GANANCIAS ATRAVEZ DE PÉRDIDAS:

FILIPENSES 3:4-11

«… ESTIMO TODAS LAS COSAS COMO PÉRDIDA POR LA EXCELENCIA DEL CONOCIMIENTO DE CRISTO JESÚS…». Jesús usó un enfoque parecido en las conocidas palabras de Él, cuando dijo: «Porque ¿qué aprovechará al hombre, si ganare todo el mundo, y perdiere su alma?» (Mateo 16.26).
Al estudiar esta lección, veremos qué era lo que le importaba a Pablo, y lo que no le importaba. Cada uno de nosotros será desafiado a preguntarse: «¿Qué es lo que realmente me importa a mí?».

DEPENDER DEL LINAJE ESPIRITUAL = PÉRDIDA (3.4–5a, 7) (Aquí su herencia)
Una mirada al pasado Pablo habló primero de su vida como judío. Enumeró sus cualidades como si «las contara con toda precisión y de modo significativo con los dedos de la mano». Comenzó con este detalle:
«circuncidado al octavo día» (vers.o 5a). Esto fue lo que en efecto, dijo: «¿Quieren hablar de la circuncisión? ¡Yo fui circuncidado al octavo día como manda la ley! Los ismaelitas se circuncidaban al año décimotercero, y los prosélitos al ju¬daísmo a una edad madura.
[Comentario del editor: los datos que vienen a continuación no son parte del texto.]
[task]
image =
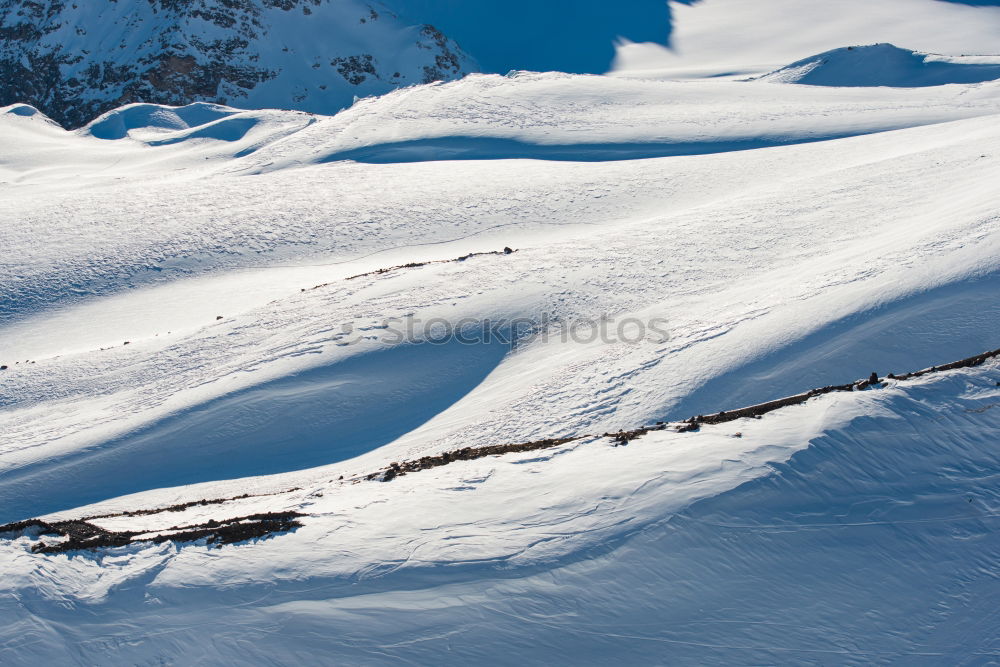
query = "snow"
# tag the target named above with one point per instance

Luego pasó a decir que era «del linaje de Israel» (vers.o 5b). «Israel» fue el nombre que se dio a Jacob después que luchó toda la noche con un ángel (Génesis 32.28).
Pablo hizo un resumen cuando dijo que era «hebreo de hebreos» (vers.o 5d). Esta terminología dice varias cosas acerca de Pablo. Indica que nació de padres hebreos, pero dice más que esto. Por ejemplo, en su casa se habría hablado el idioma hebreo. No obstante, las palabras de Pablo todavía dicen más: Anuncian que su familia había permanecido fiel a las costumbres y prácticas hebreas aun cuando la casa de ellos estaba lejos de Jerusalén.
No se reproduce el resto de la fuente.